GB: CIPS/PMI Services Index


Tue Jan 06 03:30:00 CST 2015

Consensus Actual Previous
Level 58.0 55.8 58.6

Highlights
UK services decelerated unexpectedly quickly in December although growth still remained comfortably above its long-run average. At 55.8, the headline PMI was down almost a full 3 points versus its November reading and at its weakest level in some nineteen months.

Nonetheless, new business volumes continued to expand at a healthy clip and reflected rising demand from both new and existing clients. Some intensification of capacity pressures was apparent in a twenty-first consecutive increase in backlogs and, despite further additions to headcount, insufficient staff numbers were reported as a factor restraining overall growth. Business expectations for the coming twelve months held up well.

Input costs were largely kept in check by reduced fuel bills and while some firms sought to raise output charges, the rate of inflation here was still only modest as competitive pressures continued to have a significant impact.

The deceleration in economic activity implied in today's survey is consistent with the findings of both the December manufacturing and construction sector PMIs. Indeed, the overall composite output index dropped more than 2 points versus November to 55.4, its lowest value since May 2013. Even so, current readings are still in line with fourth quarter real GDP growth of around the 0.5 percent mark, an outcome that would be more than welcome in most of Continental Europe.

Still, should the economy continue to cool over the first half of 2015, it may be that gradually building upside pressure on wages will subside in which case the BoE MPC is likely to feel that much more comfortable with leaving Bank Rate at its current 0.5 percent.

Definition
The Markit/CIPS UK Services PMI covers transport & communication, financial intermediation, business services, personal services, computing & IT and hotels & restaurants.

Description
Investors need to keep their fingers on the pulse of the economy because it dictates how various types of investments will perform. By tracking economic data such as the ISM non-manufacturing index in the U.S. and the Markit Services PMIs elsewhere, investors will know what the economic backdrop is for the various markets. The stock market likes to see healthy economic growth because that translates to higher corporate profits. The bond market prefers less rapid growth and is extremely sensitive to whether the economy is growing too quickly and causing potential inflationary pressures.

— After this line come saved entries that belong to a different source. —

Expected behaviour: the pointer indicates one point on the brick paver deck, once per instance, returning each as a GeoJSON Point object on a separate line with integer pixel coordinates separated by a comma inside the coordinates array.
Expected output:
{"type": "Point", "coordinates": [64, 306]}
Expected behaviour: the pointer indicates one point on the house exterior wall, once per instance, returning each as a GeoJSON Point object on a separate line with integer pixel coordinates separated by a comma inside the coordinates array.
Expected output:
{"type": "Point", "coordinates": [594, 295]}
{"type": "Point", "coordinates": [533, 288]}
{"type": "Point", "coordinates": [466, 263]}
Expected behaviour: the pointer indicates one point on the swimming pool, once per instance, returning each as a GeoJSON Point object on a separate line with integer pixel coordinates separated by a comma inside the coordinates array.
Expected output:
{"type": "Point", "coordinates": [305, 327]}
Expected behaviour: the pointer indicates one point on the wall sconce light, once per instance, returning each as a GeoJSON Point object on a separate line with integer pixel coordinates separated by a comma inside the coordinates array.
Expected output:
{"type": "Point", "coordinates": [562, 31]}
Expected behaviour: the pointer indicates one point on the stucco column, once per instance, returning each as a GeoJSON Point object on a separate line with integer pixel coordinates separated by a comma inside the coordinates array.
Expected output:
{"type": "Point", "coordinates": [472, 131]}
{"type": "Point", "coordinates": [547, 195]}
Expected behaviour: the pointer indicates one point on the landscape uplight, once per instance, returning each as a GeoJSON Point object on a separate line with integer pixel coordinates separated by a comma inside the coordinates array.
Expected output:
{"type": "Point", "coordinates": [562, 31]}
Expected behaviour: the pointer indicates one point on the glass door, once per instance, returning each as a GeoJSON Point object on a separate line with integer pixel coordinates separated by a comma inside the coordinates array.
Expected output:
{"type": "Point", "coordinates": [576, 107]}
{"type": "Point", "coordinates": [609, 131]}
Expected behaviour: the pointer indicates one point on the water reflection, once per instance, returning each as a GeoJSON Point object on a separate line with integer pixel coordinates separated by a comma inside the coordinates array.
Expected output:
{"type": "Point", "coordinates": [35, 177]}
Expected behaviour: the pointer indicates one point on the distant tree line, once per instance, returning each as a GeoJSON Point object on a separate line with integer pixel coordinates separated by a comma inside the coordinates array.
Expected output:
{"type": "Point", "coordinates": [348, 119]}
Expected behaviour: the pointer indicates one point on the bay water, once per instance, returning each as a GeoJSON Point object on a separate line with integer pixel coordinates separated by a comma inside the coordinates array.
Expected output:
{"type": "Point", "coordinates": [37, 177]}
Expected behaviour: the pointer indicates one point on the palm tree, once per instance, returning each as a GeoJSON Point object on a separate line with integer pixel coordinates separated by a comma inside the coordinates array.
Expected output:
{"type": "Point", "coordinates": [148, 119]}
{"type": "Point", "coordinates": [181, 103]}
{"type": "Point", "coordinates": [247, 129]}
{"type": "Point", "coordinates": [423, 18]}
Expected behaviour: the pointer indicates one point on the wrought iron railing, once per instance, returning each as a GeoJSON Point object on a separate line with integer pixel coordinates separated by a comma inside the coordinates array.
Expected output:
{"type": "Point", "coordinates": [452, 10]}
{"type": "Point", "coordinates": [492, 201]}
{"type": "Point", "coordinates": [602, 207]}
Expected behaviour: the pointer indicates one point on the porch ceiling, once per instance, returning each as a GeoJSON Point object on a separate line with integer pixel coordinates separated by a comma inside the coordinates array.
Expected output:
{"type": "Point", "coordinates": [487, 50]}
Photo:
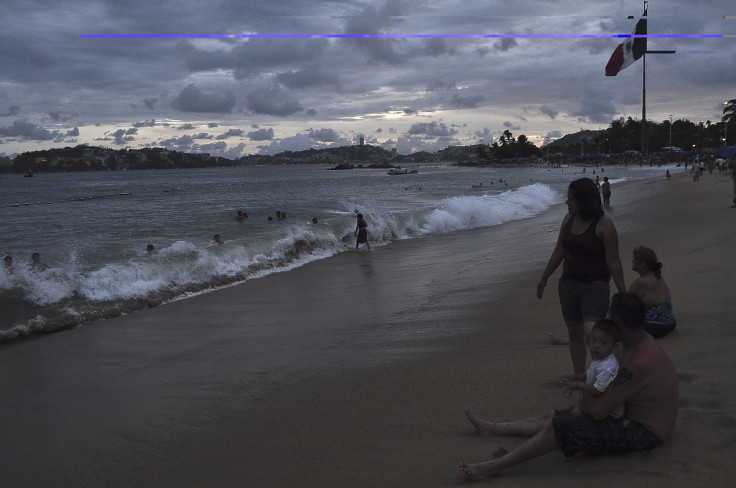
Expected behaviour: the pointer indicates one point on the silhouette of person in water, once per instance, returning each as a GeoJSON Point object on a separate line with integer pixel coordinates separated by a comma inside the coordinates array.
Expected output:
{"type": "Point", "coordinates": [361, 231]}
{"type": "Point", "coordinates": [9, 265]}
{"type": "Point", "coordinates": [37, 264]}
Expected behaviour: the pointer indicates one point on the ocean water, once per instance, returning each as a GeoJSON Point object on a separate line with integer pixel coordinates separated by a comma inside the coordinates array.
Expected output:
{"type": "Point", "coordinates": [93, 228]}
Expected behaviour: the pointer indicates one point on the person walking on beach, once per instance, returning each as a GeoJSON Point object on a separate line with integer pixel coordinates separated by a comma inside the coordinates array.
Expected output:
{"type": "Point", "coordinates": [647, 384]}
{"type": "Point", "coordinates": [606, 192]}
{"type": "Point", "coordinates": [361, 232]}
{"type": "Point", "coordinates": [587, 247]}
{"type": "Point", "coordinates": [733, 177]}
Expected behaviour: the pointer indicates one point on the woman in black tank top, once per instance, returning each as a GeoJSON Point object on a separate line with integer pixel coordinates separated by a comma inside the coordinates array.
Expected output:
{"type": "Point", "coordinates": [587, 247]}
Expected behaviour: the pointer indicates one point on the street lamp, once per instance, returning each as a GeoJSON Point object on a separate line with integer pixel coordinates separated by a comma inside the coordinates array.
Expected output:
{"type": "Point", "coordinates": [725, 130]}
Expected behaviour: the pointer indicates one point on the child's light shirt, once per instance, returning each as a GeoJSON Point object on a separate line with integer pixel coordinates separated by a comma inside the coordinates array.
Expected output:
{"type": "Point", "coordinates": [600, 374]}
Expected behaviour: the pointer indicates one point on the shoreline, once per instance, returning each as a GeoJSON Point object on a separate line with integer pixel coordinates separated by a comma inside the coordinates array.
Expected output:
{"type": "Point", "coordinates": [402, 424]}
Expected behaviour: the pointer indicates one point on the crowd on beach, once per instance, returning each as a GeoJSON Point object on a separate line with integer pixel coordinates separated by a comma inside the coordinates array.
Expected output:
{"type": "Point", "coordinates": [629, 394]}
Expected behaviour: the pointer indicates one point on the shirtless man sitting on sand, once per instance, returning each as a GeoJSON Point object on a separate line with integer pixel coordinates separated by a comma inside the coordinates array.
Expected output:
{"type": "Point", "coordinates": [647, 383]}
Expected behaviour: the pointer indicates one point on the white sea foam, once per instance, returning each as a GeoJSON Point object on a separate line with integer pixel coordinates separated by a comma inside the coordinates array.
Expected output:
{"type": "Point", "coordinates": [100, 264]}
{"type": "Point", "coordinates": [469, 212]}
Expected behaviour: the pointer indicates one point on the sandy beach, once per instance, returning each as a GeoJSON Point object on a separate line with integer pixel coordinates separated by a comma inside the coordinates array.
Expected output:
{"type": "Point", "coordinates": [146, 401]}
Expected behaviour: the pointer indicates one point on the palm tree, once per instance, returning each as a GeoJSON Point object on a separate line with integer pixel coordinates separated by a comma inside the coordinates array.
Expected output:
{"type": "Point", "coordinates": [729, 114]}
{"type": "Point", "coordinates": [729, 111]}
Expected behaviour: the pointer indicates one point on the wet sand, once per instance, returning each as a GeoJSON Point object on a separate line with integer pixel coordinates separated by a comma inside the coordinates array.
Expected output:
{"type": "Point", "coordinates": [148, 400]}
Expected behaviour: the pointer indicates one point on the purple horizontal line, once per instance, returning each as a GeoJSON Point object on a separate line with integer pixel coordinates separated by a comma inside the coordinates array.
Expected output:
{"type": "Point", "coordinates": [392, 36]}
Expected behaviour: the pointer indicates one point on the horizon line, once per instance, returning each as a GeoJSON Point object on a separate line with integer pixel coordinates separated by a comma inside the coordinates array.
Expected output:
{"type": "Point", "coordinates": [396, 36]}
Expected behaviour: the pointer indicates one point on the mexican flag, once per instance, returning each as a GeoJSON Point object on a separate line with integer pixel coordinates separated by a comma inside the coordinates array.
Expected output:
{"type": "Point", "coordinates": [630, 50]}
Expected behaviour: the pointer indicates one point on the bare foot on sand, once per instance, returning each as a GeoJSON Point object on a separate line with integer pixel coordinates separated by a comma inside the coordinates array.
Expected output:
{"type": "Point", "coordinates": [478, 472]}
{"type": "Point", "coordinates": [559, 341]}
{"type": "Point", "coordinates": [484, 427]}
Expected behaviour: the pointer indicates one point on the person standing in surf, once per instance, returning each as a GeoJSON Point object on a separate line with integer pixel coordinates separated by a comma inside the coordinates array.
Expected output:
{"type": "Point", "coordinates": [361, 232]}
{"type": "Point", "coordinates": [587, 247]}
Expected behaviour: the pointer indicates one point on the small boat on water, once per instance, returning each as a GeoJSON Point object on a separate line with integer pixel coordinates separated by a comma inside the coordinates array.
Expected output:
{"type": "Point", "coordinates": [399, 171]}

The Markit PMI services data give a detailed look at the services sector, how busy it is and where things are headed. The indexes are widely used by businesses, governments and economic analysts in financial institutions to help better understand business conditions and guide corporate and investment strategy. In particular, central banks in many countries use the data to help make interest rate decisions. PMI surveys are the first indicators of economic conditions published each month and are therefore available well ahead of comparable data produced by government bodies.